Isabelle Garo se penche sur quelques analyses du néolibéralisme, le déplacement des questions politiques sur le terrain de la culture et des mœurs, les tendances à la marchandisation généralisée et la non prise en compte de la spécificité de la force de travail, le rôle de l’idéologie néolibérale et la nécessité de « rendre compte de sa fonction et du paradoxe qui la caractérise », l’hégémonie historiquement inédite et les conditions matérielles de son expansion, « Dans tous les cas, la focalisation de la critique sur la culture néolibérale et les mentalités qu’elle engendrerait inévitablement prend la place d’une approche plus globale et complexe, celle d’une critique de l’économie politique, dialectisant le rapport aux idées aux pratiques et prenant acte du heurt croissant entre le discours néolibéral et le rejet populaire montant que suscitent ses choix politiques, ainsi que le rôle du contrefeu réactionnaire et néoconservateur », l’unification artificielle des différents niveaux des rapports sociaux, l’écrasement du réel, l’oubli de l’existence d’alternatives, « la construction en idées et en actes d’un autre monde ».



Comme le souligne l’auteure, ignorer les contradictions supprime à la fois les causes des crises et « les ressorts des protestations sociales et celui de la critique théorique ». Isabelle Garo a raison de mettre l’accent sur la place du salariat, du rapport salarial. Reste que ce rapport salarial ne peut être appréhendé sans prise en compte de la division sexuelle du travail, de la production du vivre donc du travail domestique, de l’imbrication des rapports sociaux.
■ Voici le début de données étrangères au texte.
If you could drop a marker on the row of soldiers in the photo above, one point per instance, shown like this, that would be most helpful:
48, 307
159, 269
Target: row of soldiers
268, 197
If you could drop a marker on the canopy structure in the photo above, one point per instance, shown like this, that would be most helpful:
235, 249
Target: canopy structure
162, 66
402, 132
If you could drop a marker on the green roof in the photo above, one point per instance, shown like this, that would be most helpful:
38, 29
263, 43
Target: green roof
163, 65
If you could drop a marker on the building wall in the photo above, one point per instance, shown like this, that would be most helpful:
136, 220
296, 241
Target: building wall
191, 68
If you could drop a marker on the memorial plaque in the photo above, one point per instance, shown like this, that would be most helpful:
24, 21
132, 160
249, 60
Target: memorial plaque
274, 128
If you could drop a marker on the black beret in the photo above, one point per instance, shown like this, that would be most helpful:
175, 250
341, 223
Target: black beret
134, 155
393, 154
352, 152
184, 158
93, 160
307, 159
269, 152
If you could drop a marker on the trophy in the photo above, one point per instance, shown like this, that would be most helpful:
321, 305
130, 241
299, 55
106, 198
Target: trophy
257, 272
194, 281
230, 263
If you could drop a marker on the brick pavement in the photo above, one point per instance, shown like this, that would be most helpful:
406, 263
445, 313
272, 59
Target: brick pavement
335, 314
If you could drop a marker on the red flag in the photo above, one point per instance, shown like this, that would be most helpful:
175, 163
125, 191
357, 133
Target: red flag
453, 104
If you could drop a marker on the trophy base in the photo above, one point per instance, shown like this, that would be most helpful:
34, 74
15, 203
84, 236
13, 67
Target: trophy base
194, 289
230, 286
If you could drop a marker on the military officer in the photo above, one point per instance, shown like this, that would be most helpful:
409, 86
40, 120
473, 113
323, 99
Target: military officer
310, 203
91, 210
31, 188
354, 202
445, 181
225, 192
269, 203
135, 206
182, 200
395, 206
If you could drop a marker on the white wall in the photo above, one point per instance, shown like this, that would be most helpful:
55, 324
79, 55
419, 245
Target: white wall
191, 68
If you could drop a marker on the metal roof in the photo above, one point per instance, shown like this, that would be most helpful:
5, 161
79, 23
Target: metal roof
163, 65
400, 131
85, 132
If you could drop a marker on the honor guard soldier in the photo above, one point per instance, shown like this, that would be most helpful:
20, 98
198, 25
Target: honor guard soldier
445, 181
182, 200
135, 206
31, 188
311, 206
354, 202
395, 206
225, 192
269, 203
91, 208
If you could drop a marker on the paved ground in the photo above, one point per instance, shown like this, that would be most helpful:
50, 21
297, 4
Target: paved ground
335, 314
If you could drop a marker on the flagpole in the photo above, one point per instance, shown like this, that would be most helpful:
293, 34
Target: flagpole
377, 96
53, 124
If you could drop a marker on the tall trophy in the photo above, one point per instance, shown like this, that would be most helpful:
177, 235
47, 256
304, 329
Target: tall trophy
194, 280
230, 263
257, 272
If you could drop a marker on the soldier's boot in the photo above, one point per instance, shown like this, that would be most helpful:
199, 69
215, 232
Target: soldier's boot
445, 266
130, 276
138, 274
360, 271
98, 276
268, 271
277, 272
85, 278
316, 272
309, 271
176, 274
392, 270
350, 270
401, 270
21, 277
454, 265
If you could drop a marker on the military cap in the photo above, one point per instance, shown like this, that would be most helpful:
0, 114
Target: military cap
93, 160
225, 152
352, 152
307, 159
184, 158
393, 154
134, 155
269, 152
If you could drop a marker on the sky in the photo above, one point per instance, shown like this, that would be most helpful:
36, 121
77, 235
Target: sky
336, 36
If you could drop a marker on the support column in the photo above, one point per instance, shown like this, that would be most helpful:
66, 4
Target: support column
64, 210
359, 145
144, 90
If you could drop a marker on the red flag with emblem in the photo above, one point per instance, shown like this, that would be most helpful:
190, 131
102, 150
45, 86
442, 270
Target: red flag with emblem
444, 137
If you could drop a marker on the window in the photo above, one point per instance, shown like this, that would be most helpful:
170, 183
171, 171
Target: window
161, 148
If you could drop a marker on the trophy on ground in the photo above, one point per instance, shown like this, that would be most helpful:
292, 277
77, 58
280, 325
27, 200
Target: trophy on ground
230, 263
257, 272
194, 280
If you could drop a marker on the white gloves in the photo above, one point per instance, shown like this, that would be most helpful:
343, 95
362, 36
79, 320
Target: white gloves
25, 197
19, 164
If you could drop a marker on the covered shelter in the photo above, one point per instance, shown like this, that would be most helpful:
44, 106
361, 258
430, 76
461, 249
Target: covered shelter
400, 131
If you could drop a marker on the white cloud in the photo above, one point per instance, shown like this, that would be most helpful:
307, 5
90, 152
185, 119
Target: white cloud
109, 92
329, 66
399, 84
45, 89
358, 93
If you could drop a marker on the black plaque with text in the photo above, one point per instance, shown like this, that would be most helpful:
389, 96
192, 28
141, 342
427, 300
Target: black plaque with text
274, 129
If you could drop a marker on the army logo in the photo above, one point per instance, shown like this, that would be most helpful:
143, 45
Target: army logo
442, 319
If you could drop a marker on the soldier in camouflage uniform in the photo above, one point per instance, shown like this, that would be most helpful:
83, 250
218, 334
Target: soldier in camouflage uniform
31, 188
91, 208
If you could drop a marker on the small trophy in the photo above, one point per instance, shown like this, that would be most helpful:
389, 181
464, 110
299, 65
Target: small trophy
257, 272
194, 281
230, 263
La « construction en idées et en actes d’un autre monde, fédérant les exploité-e-s et les dominé-e-s, et partant des individus tels qu’ils sont, contradictoires et vivants » pour reprendre sa formule implique de ne pas négliger la matérialité (y compris les dimensions idéelles) de tous les rapports sociaux et en particulier les « rapport de classe, de sexe, de racisation » pour utiliser la formule de Roland Pfefferkorn.

Michel Husson revient sur les « paradis artificiels du revenu », les postulats erronés, la soit-disant fin du travail, la redistribution des gains de productivité sous forme de temps libre, la fascination exercée par les nouvelle technologies, la non-interrogation des modèles d’entreprises nommées à tort « numériques », la surexploitation « de petites mains éparpillées » derrière les « merveilles » de la technologie…



L’auteur rappelle la différence entre transfert et création de valeur, que le transfert de revenu entre individus ne crée pas de valeur. Il montre le caractère fantasmatique du « digital labor » comme du « capitalisme cognitif », la transformation des réalités en monde parallèle « où tout devient possible » et insiste sur la régression sociale « qui consiste à remarchandiser ce qui a été socialisé ».



On ne passera pas au socialisme sans transition, sans affrontement avec les institutions du capitalisme, avec les pouvoirs constitués. Il faut pour cela, condition par ailleurs non suffisante, « une trajectoire crédible de transformation sociale » et des alternatives concrètes : réduction importante du temps de travail, version radicalisée de la Sécurité sociale professionnelle, logique d’Etat « employeur en dernier ressort », dans le cadre d’une transition écologique assumée. J’ajouterai, le développement de l’auto-organisation, du contrôle des salarié-e-s et des citoyen-ne-s, et plus généralement de faits autogestionnaires.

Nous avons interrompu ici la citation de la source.